During Wednesday's meeting, Gary Ramsey, a Lincoln Towers parent, said he is going to write to the mayor and governor to get the CEC disbanded and threatened that the Lincoln Towers community plans to vote out City Council Member Helen Rosenthal, who supported the CEC plan.
PS 199 has been a consistently high performing school and is made up of a mostly white student body with a low percentage of students receiving free lunch. On the other hand, the PS 191 student body is mostly poor and mostly black and Hispanic. In an effort to encourage parents to enroll their children in PS 191, the DOE announced the school would receive a Gifted & Talented program starting for students in the third grade.
Current students would not have to leave their currently zoned schools, nor would their younger siblings.
Here's a photo of the new school map:

During Wednesday night's meeting, tensions that had been building for months boiled over as frustrated parents interjected while DOE officials, CEC members and school principals spoke about the plans.
"Is it decided?" one man yelled during the presentation. "We might as well go home."
But perhaps the most fiery exchange of the night occurred between two members of the CEC, Noah Gotbaum and Joe Fiordaliso. Gotbaum, who was the only CEC member to not support the council's recommendations to the DOE, said that the plan was drawn up behind closed doors and the council was ignoring district parents.
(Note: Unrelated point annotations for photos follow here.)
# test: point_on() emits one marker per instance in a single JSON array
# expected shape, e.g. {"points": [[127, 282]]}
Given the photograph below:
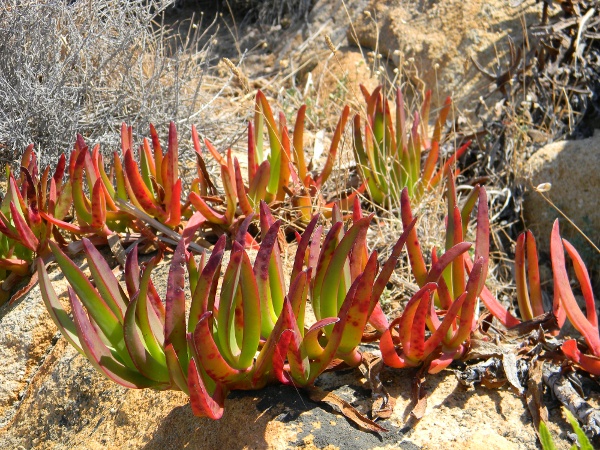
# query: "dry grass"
{"points": [[87, 66]]}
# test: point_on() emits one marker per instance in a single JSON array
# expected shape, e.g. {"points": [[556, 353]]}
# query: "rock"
{"points": [[573, 169], [26, 332], [68, 405], [433, 41]]}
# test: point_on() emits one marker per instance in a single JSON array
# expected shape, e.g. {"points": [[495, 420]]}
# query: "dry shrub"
{"points": [[85, 66]]}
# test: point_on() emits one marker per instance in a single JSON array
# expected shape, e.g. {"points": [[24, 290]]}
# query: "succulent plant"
{"points": [[280, 174], [23, 231], [452, 284], [586, 324], [254, 333], [389, 155]]}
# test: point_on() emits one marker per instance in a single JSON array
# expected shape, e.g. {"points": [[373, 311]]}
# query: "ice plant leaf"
{"points": [[27, 238], [202, 403], [55, 308], [175, 329], [105, 280], [562, 286], [94, 303], [97, 352]]}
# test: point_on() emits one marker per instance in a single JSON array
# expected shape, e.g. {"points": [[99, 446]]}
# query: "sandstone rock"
{"points": [[573, 169], [420, 36]]}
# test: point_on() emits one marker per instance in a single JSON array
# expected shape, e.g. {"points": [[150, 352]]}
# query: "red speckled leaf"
{"points": [[26, 236], [203, 404], [208, 354], [175, 305]]}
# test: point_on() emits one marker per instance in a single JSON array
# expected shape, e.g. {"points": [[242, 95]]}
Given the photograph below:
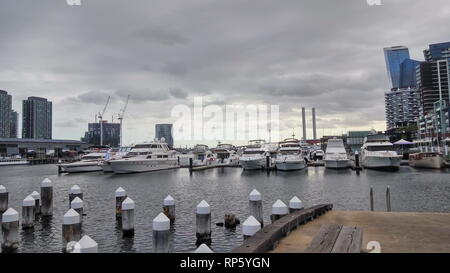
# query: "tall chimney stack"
{"points": [[304, 123], [314, 123]]}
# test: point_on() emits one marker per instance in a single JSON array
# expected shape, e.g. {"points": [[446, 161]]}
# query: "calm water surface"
{"points": [[226, 190]]}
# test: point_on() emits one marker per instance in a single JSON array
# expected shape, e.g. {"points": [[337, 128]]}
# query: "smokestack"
{"points": [[314, 124], [304, 123]]}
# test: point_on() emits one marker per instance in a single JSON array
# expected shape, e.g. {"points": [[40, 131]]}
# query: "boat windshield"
{"points": [[380, 148]]}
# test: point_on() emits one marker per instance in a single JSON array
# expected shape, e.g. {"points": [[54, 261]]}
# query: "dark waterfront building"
{"points": [[5, 114], [111, 134], [14, 125], [37, 118], [164, 131]]}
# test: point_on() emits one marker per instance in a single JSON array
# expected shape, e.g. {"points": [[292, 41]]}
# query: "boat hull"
{"points": [[290, 165], [381, 163], [435, 162], [337, 164], [139, 166]]}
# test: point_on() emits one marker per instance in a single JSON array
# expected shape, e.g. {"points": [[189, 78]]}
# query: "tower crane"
{"points": [[121, 115], [100, 116]]}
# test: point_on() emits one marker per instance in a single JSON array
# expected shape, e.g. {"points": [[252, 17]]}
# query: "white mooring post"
{"points": [[121, 195], [28, 214], [3, 199], [71, 228], [128, 217], [169, 208], [203, 248], [203, 223], [255, 204], [86, 245], [161, 231], [37, 200], [74, 192], [10, 230], [77, 205], [295, 204], [46, 197], [279, 209], [250, 227]]}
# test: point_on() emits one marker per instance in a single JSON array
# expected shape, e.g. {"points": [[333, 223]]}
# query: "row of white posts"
{"points": [[72, 241]]}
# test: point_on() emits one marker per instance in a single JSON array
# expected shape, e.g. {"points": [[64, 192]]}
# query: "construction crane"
{"points": [[121, 115], [100, 116]]}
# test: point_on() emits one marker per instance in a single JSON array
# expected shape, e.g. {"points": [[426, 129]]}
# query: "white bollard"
{"points": [[203, 249], [255, 204], [37, 200], [121, 195], [161, 231], [77, 205], [169, 208], [71, 228], [279, 209], [10, 230], [28, 214], [250, 227], [46, 197], [203, 223], [86, 245], [295, 204], [128, 217], [74, 192], [3, 199]]}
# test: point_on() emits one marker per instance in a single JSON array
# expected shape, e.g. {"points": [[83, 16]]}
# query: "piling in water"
{"points": [[3, 199], [77, 205], [74, 192], [203, 223], [295, 204], [71, 228], [255, 205], [279, 209], [250, 227], [28, 214], [169, 208], [46, 197], [161, 232], [86, 245], [37, 199], [128, 217], [203, 248], [10, 230], [121, 195]]}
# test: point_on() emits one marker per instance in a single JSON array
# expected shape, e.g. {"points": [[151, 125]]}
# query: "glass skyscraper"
{"points": [[394, 57], [37, 118], [164, 131]]}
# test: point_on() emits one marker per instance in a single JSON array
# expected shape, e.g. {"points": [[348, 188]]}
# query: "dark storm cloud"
{"points": [[326, 54]]}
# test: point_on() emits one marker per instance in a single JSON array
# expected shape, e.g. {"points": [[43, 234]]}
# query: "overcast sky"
{"points": [[312, 53]]}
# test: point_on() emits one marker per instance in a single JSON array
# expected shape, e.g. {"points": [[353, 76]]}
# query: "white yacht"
{"points": [[335, 156], [254, 155], [290, 156], [146, 157], [88, 163], [113, 154], [378, 153]]}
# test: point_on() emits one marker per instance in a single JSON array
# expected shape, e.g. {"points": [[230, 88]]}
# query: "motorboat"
{"points": [[146, 157], [378, 153], [88, 163], [254, 156], [290, 156], [336, 156]]}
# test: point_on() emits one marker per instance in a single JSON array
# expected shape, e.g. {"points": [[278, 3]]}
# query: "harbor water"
{"points": [[225, 189]]}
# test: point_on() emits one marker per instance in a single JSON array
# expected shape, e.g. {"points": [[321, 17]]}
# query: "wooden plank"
{"points": [[348, 241], [325, 239]]}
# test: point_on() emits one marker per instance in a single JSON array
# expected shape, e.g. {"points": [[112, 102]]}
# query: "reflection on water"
{"points": [[225, 189]]}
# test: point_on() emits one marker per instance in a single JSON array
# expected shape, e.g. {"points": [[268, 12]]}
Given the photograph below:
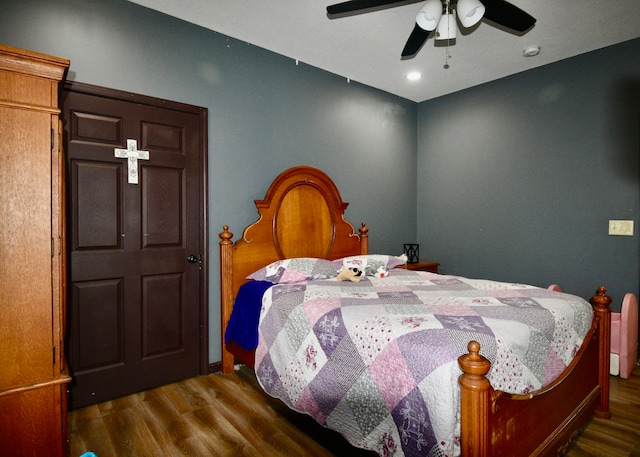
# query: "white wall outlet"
{"points": [[624, 228]]}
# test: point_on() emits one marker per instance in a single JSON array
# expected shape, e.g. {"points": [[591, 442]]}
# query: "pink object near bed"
{"points": [[624, 337]]}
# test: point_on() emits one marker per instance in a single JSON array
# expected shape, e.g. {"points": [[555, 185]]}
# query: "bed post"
{"points": [[475, 403], [601, 302], [226, 292], [364, 239]]}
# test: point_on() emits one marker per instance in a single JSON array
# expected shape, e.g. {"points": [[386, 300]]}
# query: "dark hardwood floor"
{"points": [[228, 415]]}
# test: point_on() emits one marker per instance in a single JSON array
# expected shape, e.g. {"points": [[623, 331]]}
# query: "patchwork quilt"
{"points": [[376, 360]]}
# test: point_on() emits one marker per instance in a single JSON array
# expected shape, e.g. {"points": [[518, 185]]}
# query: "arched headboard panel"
{"points": [[302, 215]]}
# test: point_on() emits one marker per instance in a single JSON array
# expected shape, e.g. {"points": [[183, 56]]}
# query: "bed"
{"points": [[302, 217]]}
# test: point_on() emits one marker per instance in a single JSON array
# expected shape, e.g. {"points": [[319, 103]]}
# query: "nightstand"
{"points": [[422, 266]]}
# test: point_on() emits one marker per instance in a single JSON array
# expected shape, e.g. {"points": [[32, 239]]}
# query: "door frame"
{"points": [[202, 113]]}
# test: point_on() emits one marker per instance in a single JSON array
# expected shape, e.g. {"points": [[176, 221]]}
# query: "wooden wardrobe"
{"points": [[33, 378]]}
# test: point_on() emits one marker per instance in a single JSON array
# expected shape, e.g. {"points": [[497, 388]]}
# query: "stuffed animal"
{"points": [[350, 274]]}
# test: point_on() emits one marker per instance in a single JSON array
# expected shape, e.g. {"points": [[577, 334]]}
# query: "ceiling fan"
{"points": [[439, 15]]}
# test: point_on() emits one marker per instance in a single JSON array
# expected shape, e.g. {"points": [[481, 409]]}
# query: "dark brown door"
{"points": [[137, 301]]}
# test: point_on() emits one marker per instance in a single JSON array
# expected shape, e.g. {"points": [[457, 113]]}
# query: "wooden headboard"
{"points": [[302, 215]]}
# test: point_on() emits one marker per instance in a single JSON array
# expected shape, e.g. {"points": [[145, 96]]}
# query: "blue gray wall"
{"points": [[266, 113], [515, 179], [518, 178]]}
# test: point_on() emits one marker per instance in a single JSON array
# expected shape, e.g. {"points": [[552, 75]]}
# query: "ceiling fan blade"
{"points": [[508, 15], [416, 40], [356, 5]]}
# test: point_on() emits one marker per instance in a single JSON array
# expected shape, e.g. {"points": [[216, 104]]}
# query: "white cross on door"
{"points": [[132, 155]]}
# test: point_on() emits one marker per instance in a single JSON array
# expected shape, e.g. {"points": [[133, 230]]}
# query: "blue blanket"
{"points": [[243, 323]]}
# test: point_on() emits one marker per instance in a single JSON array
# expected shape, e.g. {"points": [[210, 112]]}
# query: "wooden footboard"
{"points": [[543, 423]]}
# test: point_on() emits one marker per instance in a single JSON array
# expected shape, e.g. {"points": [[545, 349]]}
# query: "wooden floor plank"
{"points": [[230, 416]]}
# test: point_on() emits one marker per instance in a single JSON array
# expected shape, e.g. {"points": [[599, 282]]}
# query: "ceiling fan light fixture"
{"points": [[470, 12], [447, 27], [429, 15]]}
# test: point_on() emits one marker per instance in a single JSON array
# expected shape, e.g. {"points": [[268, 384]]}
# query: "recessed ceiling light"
{"points": [[531, 51]]}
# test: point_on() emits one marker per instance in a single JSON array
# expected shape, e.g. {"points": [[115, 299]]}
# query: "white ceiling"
{"points": [[366, 47]]}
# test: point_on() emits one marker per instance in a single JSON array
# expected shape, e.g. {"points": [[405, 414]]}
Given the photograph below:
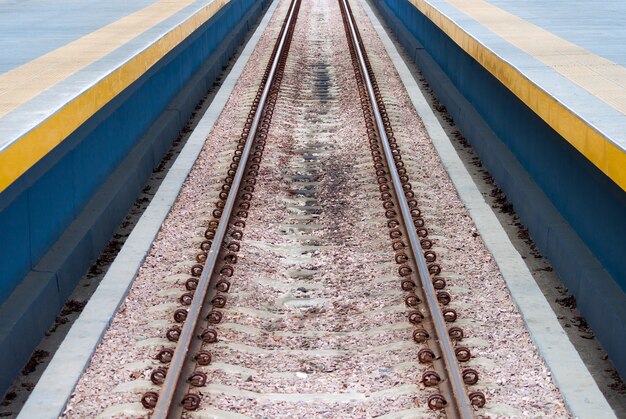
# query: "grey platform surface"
{"points": [[578, 388], [30, 29], [591, 36], [55, 387]]}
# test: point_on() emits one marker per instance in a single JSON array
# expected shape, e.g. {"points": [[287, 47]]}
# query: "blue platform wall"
{"points": [[575, 214], [52, 194], [55, 220]]}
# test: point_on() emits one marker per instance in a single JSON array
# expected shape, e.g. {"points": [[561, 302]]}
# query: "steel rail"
{"points": [[463, 406], [169, 389]]}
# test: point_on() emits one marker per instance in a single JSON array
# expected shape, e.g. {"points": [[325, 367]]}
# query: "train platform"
{"points": [[92, 95], [567, 64], [538, 88]]}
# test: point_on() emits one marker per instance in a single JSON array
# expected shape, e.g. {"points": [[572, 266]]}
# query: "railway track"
{"points": [[210, 287]]}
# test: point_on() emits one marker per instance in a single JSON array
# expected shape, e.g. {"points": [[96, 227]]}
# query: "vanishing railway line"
{"points": [[207, 290]]}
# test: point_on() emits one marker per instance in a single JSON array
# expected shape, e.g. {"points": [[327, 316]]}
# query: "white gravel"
{"points": [[315, 322]]}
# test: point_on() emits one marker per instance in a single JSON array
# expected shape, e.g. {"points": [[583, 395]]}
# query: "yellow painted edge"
{"points": [[595, 146], [35, 144]]}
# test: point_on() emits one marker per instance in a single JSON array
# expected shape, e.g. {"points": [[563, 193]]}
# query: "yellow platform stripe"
{"points": [[16, 159], [595, 146]]}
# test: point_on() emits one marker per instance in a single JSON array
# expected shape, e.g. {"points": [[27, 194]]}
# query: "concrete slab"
{"points": [[580, 391], [57, 383]]}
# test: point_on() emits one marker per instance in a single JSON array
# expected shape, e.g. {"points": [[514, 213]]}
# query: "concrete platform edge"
{"points": [[578, 388], [32, 307], [55, 387]]}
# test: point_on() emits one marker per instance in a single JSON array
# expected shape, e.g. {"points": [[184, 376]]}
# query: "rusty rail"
{"points": [[165, 403], [461, 403]]}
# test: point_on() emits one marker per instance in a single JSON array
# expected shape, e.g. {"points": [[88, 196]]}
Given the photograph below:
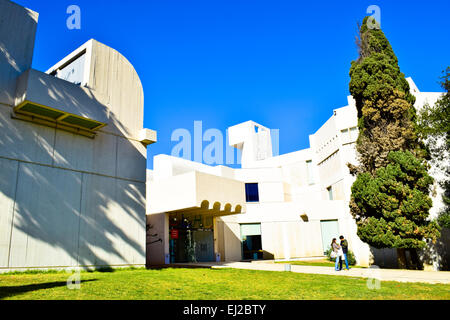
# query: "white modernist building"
{"points": [[273, 207], [72, 154]]}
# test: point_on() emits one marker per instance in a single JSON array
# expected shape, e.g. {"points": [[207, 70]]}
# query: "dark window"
{"points": [[251, 192]]}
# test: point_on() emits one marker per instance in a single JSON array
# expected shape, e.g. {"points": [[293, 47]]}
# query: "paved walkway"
{"points": [[381, 274]]}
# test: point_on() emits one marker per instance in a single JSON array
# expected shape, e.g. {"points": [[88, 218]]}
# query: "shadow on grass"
{"points": [[10, 291]]}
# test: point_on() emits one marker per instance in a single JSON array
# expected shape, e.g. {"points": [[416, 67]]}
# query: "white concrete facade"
{"points": [[72, 154], [300, 193]]}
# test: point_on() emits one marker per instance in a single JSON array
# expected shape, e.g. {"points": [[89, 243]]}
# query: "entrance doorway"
{"points": [[191, 239], [251, 241]]}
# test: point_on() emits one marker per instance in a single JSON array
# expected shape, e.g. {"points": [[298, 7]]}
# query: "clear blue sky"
{"points": [[283, 64]]}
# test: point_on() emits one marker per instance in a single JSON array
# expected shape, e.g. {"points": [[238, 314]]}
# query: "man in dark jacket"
{"points": [[344, 246]]}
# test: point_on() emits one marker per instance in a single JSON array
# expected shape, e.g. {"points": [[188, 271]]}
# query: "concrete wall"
{"points": [[17, 35], [68, 200]]}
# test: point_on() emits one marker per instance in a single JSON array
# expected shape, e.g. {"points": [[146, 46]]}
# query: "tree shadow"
{"points": [[11, 291]]}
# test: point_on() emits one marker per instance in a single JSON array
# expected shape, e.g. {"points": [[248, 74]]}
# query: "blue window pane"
{"points": [[251, 192]]}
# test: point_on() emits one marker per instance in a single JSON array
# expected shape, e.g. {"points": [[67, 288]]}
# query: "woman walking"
{"points": [[335, 253]]}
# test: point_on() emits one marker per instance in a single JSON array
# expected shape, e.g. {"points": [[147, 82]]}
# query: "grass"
{"points": [[207, 284], [315, 263]]}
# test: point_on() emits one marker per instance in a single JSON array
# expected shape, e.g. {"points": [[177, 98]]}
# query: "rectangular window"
{"points": [[330, 193], [251, 192], [74, 71], [309, 169]]}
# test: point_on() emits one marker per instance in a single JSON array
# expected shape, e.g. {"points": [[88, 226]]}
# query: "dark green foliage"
{"points": [[389, 200], [391, 207]]}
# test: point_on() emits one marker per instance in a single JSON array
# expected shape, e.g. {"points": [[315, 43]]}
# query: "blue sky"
{"points": [[283, 64]]}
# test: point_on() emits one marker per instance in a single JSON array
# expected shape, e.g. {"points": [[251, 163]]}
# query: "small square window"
{"points": [[251, 192]]}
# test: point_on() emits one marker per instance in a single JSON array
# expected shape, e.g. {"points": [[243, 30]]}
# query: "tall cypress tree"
{"points": [[390, 196]]}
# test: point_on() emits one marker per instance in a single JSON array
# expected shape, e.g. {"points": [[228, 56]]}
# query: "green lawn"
{"points": [[315, 263], [210, 284]]}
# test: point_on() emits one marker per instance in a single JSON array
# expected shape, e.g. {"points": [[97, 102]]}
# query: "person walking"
{"points": [[335, 253], [344, 246]]}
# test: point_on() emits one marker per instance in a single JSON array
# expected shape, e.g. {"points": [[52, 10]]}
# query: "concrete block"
{"points": [[46, 217], [17, 34], [77, 152], [131, 160], [112, 229], [24, 140], [8, 182]]}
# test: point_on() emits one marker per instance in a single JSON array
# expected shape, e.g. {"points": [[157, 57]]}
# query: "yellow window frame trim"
{"points": [[60, 119]]}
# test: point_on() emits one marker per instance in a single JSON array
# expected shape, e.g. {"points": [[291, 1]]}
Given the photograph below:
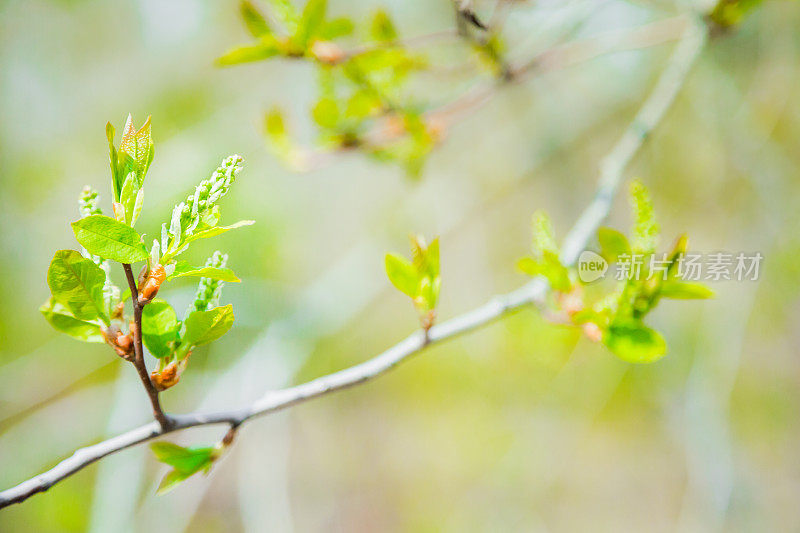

During his speech, Gotbaum called the actions of the CEC "Orwellian" and accused other members of the CEC of ignoring parents to push an agenda.
"I'm sorry to say that I believe the die has already been cast, that the decision has already been made," Gotbaum said. "And that's sad."
Fiordaliso shot back, claiming Gotbaum has a very long and successful career ahead of him as a fiction writer.
"You misled me, you misled this council and you're misleading a hell of a lot of people," Fiordaliso said.
But Gotbaum's statements appealed to many parents who called the rezoning process a "fix," a "sham," "rigged" and a "joke."
The CEC will now decide to either approve or reject the DOE's proposal. The council will vote on the proposed rezoning plan Nov. 22 and will hold two public hearings before the vote, scheduled for Nov. 14 and Nov. 21.